As part of its Global Campaign for Media Freedom, the British Foreign Secretary, Jeremy Hunt, has made a landmark speech during the principal UNESCO-organised World Press Freedom Day event in Addis Ababa.
- 60 exceptional African journalists to receive new scholarships over the next five years to gain experience in the newsrooms of Britain’s leading media organisations
- £15.5m of UK aid money will be given to help Ethiopia run transparent, free and fair elections.
The Foreign Secretary has today set out his vision to improve media freedom around the world, calling on leaders to recognise that a “media freedom is not a “Western” value, still less a colonial-style imposition, but instead a force for progress from which everyone benefits.”

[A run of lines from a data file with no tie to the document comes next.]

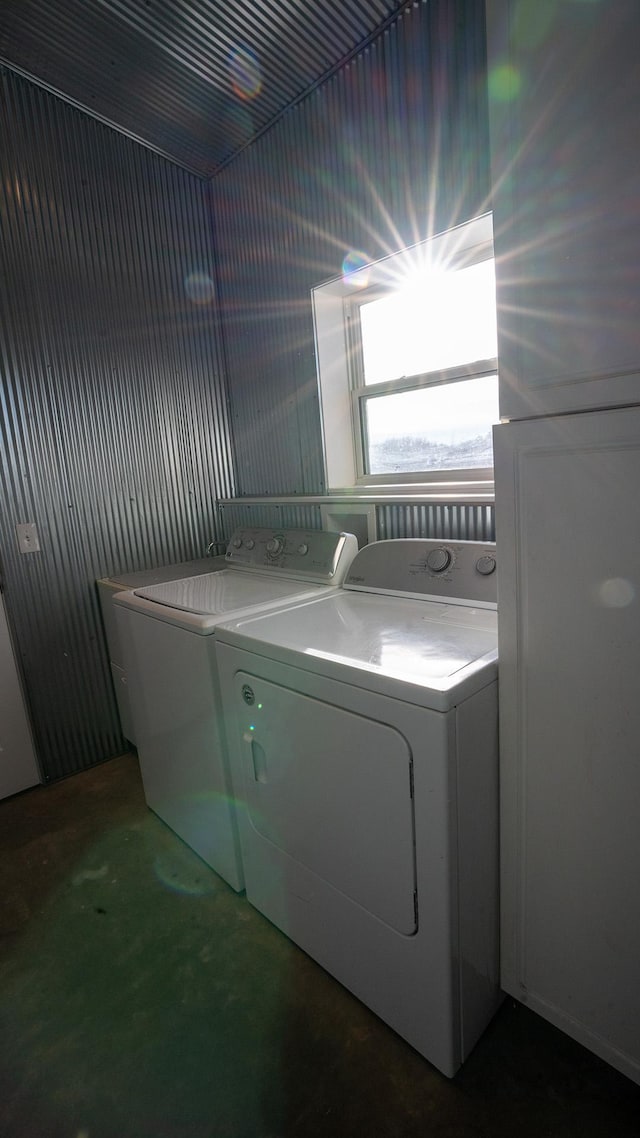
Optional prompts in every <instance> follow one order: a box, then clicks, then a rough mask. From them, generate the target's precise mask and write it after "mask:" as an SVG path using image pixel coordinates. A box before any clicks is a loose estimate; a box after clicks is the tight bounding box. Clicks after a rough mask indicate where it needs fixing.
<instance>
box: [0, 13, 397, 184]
mask: <svg viewBox="0 0 640 1138" xmlns="http://www.w3.org/2000/svg"><path fill="white" fill-rule="evenodd" d="M410 2H412V0H313V2H312V3H304V5H301V2H300V0H225V2H224V3H222V2H221V0H198V2H197V3H195V2H194V0H164V2H163V0H159V2H158V0H153V2H151V0H146V2H145V3H142V2H141V0H92V2H91V3H88V2H87V0H2V5H1V8H2V16H1V18H0V60H3V61H5V63H7V64H9V65H10V66H13V67H15V68H18V69H19V71H20V72H22V73H23V74H26V75H27V76H31V77H33V79H35V80H38V81H39V82H41V83H42V84H44V85H47V86H48V88H49V89H50V90H52V91H56V92H59V93H61V94H64V96H65V97H67V98H69V99H72V100H73V101H74V102H75V104H76V105H77V106H80V107H82V108H83V109H87V110H89V112H90V113H91V114H95V115H97V116H99V117H100V118H101V119H102V121H105V122H108V123H112V124H113V125H116V126H117V127H118V129H120V130H123V131H125V132H126V133H129V134H130V135H133V137H136V138H138V139H143V140H145V141H146V143H147V145H148V146H150V147H153V148H154V149H156V150H157V151H158V152H161V154H163V155H169V156H172V158H173V160H174V162H177V163H178V164H179V165H181V166H183V167H184V168H189V170H192V171H195V172H196V173H199V174H200V175H203V176H208V175H211V174H212V173H213V172H214V171H215V170H218V168H219V167H220V165H221V164H223V163H224V162H227V160H228V159H229V158H230V157H231V155H233V154H235V152H236V151H237V150H238V149H239V148H241V147H244V146H246V145H247V143H248V142H251V141H252V139H254V138H255V137H256V135H259V134H260V133H261V132H262V131H263V130H264V129H266V127H268V126H269V124H270V123H272V122H273V121H274V118H277V117H278V115H279V114H281V113H282V110H284V109H285V108H286V107H287V106H289V105H290V104H292V102H294V101H295V100H296V99H300V98H302V97H303V96H304V94H305V92H307V91H309V90H310V88H312V86H313V85H314V84H317V83H318V82H320V81H321V80H322V79H323V77H326V76H327V75H328V74H329V73H330V72H331V71H334V69H335V68H337V67H339V65H340V64H343V63H344V61H345V59H346V58H348V57H350V56H351V55H352V53H353V51H354V50H355V49H358V48H359V47H361V46H362V44H363V43H364V42H367V40H368V38H369V36H370V35H371V34H374V33H375V31H376V30H377V28H378V27H379V26H380V25H383V24H384V23H385V20H387V19H389V17H392V16H393V15H394V14H395V13H396V11H397V10H399V9H400V8H402V7H405V6H407V3H410ZM233 58H237V60H238V64H237V65H236V66H235V64H233Z"/></svg>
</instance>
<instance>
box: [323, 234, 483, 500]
mask: <svg viewBox="0 0 640 1138" xmlns="http://www.w3.org/2000/svg"><path fill="white" fill-rule="evenodd" d="M491 257H493V226H492V216H491V214H483V215H482V216H479V217H476V218H473V220H471V221H469V222H466V223H463V224H461V225H458V226H454V228H453V229H451V230H448V231H445V232H443V233H438V234H436V236H435V237H432V238H429V239H428V240H427V241H421V242H419V244H418V245H416V246H412V247H410V248H408V249H403V250H400V251H399V253H396V254H392V255H389V256H388V257H385V258H383V259H381V261H378V262H374V263H371V264H369V265H363V267H362V269H359V270H356V271H355V272H353V273H351V274H348V275H346V277H340V278H335V279H334V280H331V281H327V282H325V283H323V284H320V286H318V287H315V288H314V289H312V290H311V291H312V304H313V315H314V332H315V355H317V365H318V382H319V397H320V410H321V421H322V438H323V452H325V468H326V476H327V486H328V488H331V489H345V488H354V489H358V490H366V489H367V488H368V487H369V488H371V489H376V488H386V487H388V488H392V489H393V488H397V487H399V486H409V487H426V488H428V487H435V486H437V485H441V486H442V485H445V484H446V485H448V484H453V485H456V486H459V487H460V488H461V489H462V488H463V487H465V486H467V487H470V486H474V487H477V486H479V487H482V488H486V489H489V488H490V487H492V485H493V467H482V468H462V469H452V470H445V469H441V470H427V471H424V470H421V471H401V472H397V473H383V475H371V473H368V472H367V461H366V453H367V438H366V432H367V415H366V412H364V410H363V409H364V407H366V404H367V401H369V399H371V398H376V397H379V396H383V395H393V394H402V393H403V391H411V390H419V389H422V388H427V387H435V386H442V385H449V384H453V382H457V381H462V380H469V379H474V378H482V377H483V376H493V374H497V373H498V360H497V357H495V358H493V357H492V358H490V360H478V361H473V362H471V363H470V364H461V365H456V366H452V368H446V369H440V370H437V371H432V372H421V373H418V374H416V376H402V377H399V378H396V379H391V380H385V381H383V382H379V384H366V382H364V362H363V353H362V343H361V338H360V332H359V308H360V307H361V305H363V304H368V303H369V302H371V300H375V299H378V298H380V297H383V296H385V295H391V294H393V292H394V291H395V290H396V287H397V279H399V277H400V275H401V274H402V272H403V270H407V269H410V267H415V266H416V264H417V262H418V261H420V259H421V261H422V263H424V262H427V261H432V262H437V263H440V264H445V265H446V267H448V269H451V270H458V269H466V267H470V266H471V265H474V264H478V263H481V262H482V261H486V259H489V258H491ZM347 452H348V453H347Z"/></svg>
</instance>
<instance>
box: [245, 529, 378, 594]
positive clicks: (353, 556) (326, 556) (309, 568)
mask: <svg viewBox="0 0 640 1138" xmlns="http://www.w3.org/2000/svg"><path fill="white" fill-rule="evenodd" d="M356 552H358V541H356V538H355V537H354V536H353V534H334V533H329V531H328V530H325V529H266V528H251V529H249V528H241V529H237V530H236V531H235V533H233V534H232V536H231V539H230V542H229V545H228V546H227V553H225V555H224V560H225V563H227V564H228V566H232V567H233V568H238V569H252V570H254V571H256V570H262V571H266V572H273V574H278V572H281V574H282V575H284V576H287V577H300V578H301V579H304V580H312V582H315V580H319V582H326V583H328V584H340V583H342V580H343V579H344V576H345V574H346V571H347V569H348V566H350V564H351V562H352V560H353V558H354V556H355V554H356Z"/></svg>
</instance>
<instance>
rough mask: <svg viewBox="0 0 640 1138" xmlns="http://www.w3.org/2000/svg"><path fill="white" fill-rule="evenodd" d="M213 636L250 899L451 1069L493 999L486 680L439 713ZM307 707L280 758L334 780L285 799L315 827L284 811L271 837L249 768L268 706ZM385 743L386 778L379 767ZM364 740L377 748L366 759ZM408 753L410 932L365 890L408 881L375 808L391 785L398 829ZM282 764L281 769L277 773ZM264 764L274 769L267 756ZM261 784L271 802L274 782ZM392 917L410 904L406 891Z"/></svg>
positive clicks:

Speaking at the UNESCO World Press Freedom Day celebrations, hosted by the African Union in Addis Ababa, Jeremy Hunt said in a speech that “whatever we politicians claim during election campaigns, no single party or leader or philosophy has a monopoly on wisdom. Instead the progress of humanity clearly shows that wisdom arises from the open competition between ideas when different viewpoints are given the oxygen to contend freely and fairly.”
He said that a free media “provides a channel for people to voice discontent without resorting to violence. If problems and tensions are bottled up then they are far more likely to boil over. Stopping journalists from reporting a problem does not make it go away.”
Jeremy Hunt also made the link between a free media and lower levels of government corruption, saying that “far more effective than the crackdowns regularly launched by authoritarian regimes is the sunlight of transparency – just witness the striking overlap between the least corrupt countries in global indices and those with the freest media.”
The Foreign Secretary also announced in his speech that £15.5m of UK aid money will be given to help Ethiopia run transparent, free and fair elections.
The money will build the capacity of the elections board to run the election which will make electoral operations more transparent and enhance communications and engagement for the National Election Board of Ethiopia. It will also prevent electoral violence through enhanced monitoring and early warning to improve effectiveness of electoral dispute mechanism.
If successful and peaceful, the elections in May 2020 will be a major step towards building a democratic culture in Ethiopia and will lay a platform for a continuation and deepening of Prime Minister Abiy’s political and economic reforms.
The Foreign Secretary also announced a new Chevening Africa Media Fellowship programme that will provide 60 exceptional African journalists over the next five years to gain experience in the newsrooms of Britain’s leading media organisations. This year, applicants from ten African countries will be eligible, including Ethiopia.
The Association for International Broadcasting is working with the UK Foreign Office on its Global Campaign for Media Freedom, and the major Global Conference to be hosted by the UK and Canadian governments in London on 10-11 July 2019.